We prune neurons for fully connected layer and connections for convolutional layer respectively. For example, the size of left dense weights matrix in fc6 layer becomes \(18432\times 2014\) after pruning neurons in fc7 layer, and this matrix further becomes 4 times sparser after pruning connections in fc6 layer. Since the parameters in the fully connected layer are mostly redundant, a larger compression ratio is used. On the other hand, parameters in lower layers contribute a smaller part of the whole network and are harder to be reduced, so we take a smaller(or zero) compression ratio on them. As shown in Fig. 4, by making necessary trade-offs between performance and compression ratio, we achieve 26x compression of the baseline model with only 1.5% performance degradation. It is worth noting that, the black line in Fig. 4 represents a same model with fc8 layer compressed alone, whose performance is surprisingly better than baseline. We think some suitable sparseness will enhance generalization ability of DNNs models.

4.3 Discussion About Different Configurations

By now we know that quantization helps to reduce parameter size, while pruning can not only reduce parameter size, but also improve inference speed. It seems that we should heavily prune to get both high compression ratio and speed improvement. However, for facial landmarks detection, we find that a higher pruning ratio leads to significant performance degradation. Figure 5 shows the comparison of different pruning ratio on fully-connected layers, and the pruning method is described in [13]. The result shows the method [13] is not suitable for our facial landmarks detection, and pruning too many connections will severely degrade the performance.

Fig. 5.
figure 5

Comparison of different pruning ratio on fully-connected layers, the pruning method is described in [13]. “PruneX” represents all fully-connected layers are pruned with a same pruning ratio X.

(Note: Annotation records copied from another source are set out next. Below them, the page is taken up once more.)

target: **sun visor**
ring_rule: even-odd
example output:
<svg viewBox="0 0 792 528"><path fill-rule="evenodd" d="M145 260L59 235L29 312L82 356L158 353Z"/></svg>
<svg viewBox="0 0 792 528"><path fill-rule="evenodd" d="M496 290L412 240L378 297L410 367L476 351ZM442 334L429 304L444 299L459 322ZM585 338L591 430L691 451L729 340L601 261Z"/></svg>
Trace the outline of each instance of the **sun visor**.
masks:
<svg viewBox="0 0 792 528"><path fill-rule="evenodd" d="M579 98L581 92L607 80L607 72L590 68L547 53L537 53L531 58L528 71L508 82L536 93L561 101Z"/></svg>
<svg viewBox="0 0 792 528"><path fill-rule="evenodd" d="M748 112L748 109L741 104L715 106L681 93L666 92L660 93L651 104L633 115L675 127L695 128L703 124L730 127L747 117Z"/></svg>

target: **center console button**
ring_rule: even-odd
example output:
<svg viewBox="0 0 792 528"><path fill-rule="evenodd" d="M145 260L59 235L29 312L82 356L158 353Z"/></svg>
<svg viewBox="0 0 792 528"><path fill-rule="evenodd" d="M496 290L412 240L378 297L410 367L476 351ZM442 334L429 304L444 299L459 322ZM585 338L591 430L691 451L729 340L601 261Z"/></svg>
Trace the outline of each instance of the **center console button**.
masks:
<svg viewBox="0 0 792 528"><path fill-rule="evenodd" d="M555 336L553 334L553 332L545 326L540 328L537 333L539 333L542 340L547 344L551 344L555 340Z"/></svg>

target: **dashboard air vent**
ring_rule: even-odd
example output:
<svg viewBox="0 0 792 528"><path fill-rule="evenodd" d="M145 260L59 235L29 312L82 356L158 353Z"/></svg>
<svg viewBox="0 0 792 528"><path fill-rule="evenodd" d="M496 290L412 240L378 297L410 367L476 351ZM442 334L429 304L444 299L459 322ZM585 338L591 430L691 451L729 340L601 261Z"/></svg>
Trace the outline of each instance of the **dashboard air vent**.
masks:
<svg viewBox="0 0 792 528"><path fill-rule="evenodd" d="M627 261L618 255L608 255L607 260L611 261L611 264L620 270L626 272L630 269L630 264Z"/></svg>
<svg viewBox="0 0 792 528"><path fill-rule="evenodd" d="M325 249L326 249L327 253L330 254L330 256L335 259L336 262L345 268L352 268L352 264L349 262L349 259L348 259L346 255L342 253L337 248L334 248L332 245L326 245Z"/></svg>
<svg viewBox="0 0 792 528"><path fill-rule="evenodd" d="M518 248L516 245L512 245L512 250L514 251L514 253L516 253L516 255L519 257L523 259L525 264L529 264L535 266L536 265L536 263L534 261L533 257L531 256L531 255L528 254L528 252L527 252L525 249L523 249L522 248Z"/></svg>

In this case, we must be careful to prune neurons or connections and use product quantization to compress more parameters. We find that the performance of product quantization is positively correlated with the cluster number K in each subspace, and negatively correlated with the dimensionality D of subspace. To get a higher compression ratio, we obviously need a small K and a large D, but the performance will suffer from this. Fortunately, we find that applying product quantization on the absolute values can help, and the only extra expense is that we need one bit to record a positive or negative sign for each value. Figure 6 shows the comparison of taking product quantization on the absolute values for original values. The experiment of the weights of fc7 layer demonstrates that our method can use fewer quantization centroids with less error and compress the network further.

Fig. 6.
figure 6

Comparison of product quantization on absolute values or original values with different dimensionality D of subspace. It shows it is able to use fewer quantization centroids with less error on absolute values.

5 Conclusion

In this paper, we propose an efficient method to compress large DNN models. We fuse pruning and product quantization directly to reduce the time of compressing the whole network and the risk of overfitting. In addition, we prune unimportant neurons rather than connections, which not only reduces model size but also speeds up the computation. We also take product quantization on the absolute values of the remaining weights, so we use fewer quantization centroids and compress the network further.

In the experiment of facial landmarks detection with VGG-like model, we successfully achieve a 26x compression with only 1.5% performance degradation. In the future work, we will pay more attention to compression in convolution layers and acceleration on test phase.